En los próximos días, el Gobierno comenzará a aplicar una de sus medidas más sensibles en materia de financiamiento estudiantil: el cobro a deudores del Crédito con Aval del Estado (CAE), enfocado inicialmente en quienes registran altos ingresos y mantienen deudas impagas.
La acción fue instruida por el Ministerio de Hacienda a la Tesorería General de la República (TGR), con el objetivo de acelerar la recuperación de recursos públicos asociados a este sistema de crédito.

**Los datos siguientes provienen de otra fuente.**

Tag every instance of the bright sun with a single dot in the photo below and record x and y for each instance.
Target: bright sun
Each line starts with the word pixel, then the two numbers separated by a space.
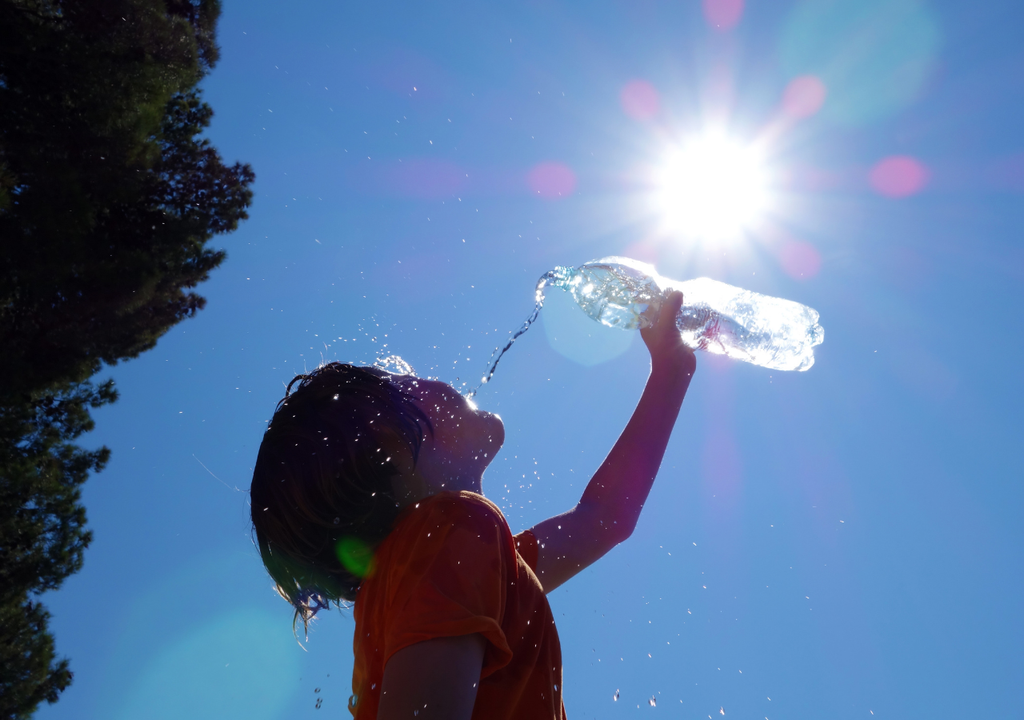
pixel 711 187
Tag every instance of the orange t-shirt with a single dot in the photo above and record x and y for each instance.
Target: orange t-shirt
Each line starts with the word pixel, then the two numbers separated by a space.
pixel 450 567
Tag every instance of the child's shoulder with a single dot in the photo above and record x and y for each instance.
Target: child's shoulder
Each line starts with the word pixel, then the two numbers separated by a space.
pixel 459 508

Quiénes serán los primeros afectados por el cobro
Según información difundida por Radio ADN, durante la primera semana de abril comenzarán las notificaciones a personas con ingresos superiores a $5 millones mensuales que se encuentran en mora.
En estos casos, el Estado buscará concretar el cobro en el corto plazo, incluso mediante mecanismos como el descuento directo de fondos desde cuentas bancarias, una facultad que la Tesorería puede ejercer en procesos de cobranza fiscal.
De acuerdo con datos oficiales, al menos 1.800 deudores ya fueron identificados bajo este criterio, con una deuda promedio cercana a los $11 millones por persona.
Impacto fiscal y posibles medidas adicionales
Este grupo representa una pérdida estimada de US$20 millones para el Estado, lo que explica la focalización inicial en deudores con mayor capacidad de pago.
En los casos donde los fondos disponibles no sean suficientes para cubrir la deuda, no se descarta avanzar en medidas más severas, como el embargo de bienes, en línea con los procedimientos habituales de cobranza fiscal.
En una segunda fase, la estrategia se ampliará a deudores con ingresos entre $1,5 millones y $5 millones mensuales.
A diferencia del primer grupo, a estos contribuyentes se les ofrecerán facilidades de pago, como convenios con la Tesorería, con el objetivo de regularizar su situación sin medidas coercitivas inmediatas.
Para acceder a estos mecanismos, los deudores deberán acercarse a la TGR y formalizar acuerdos de pago.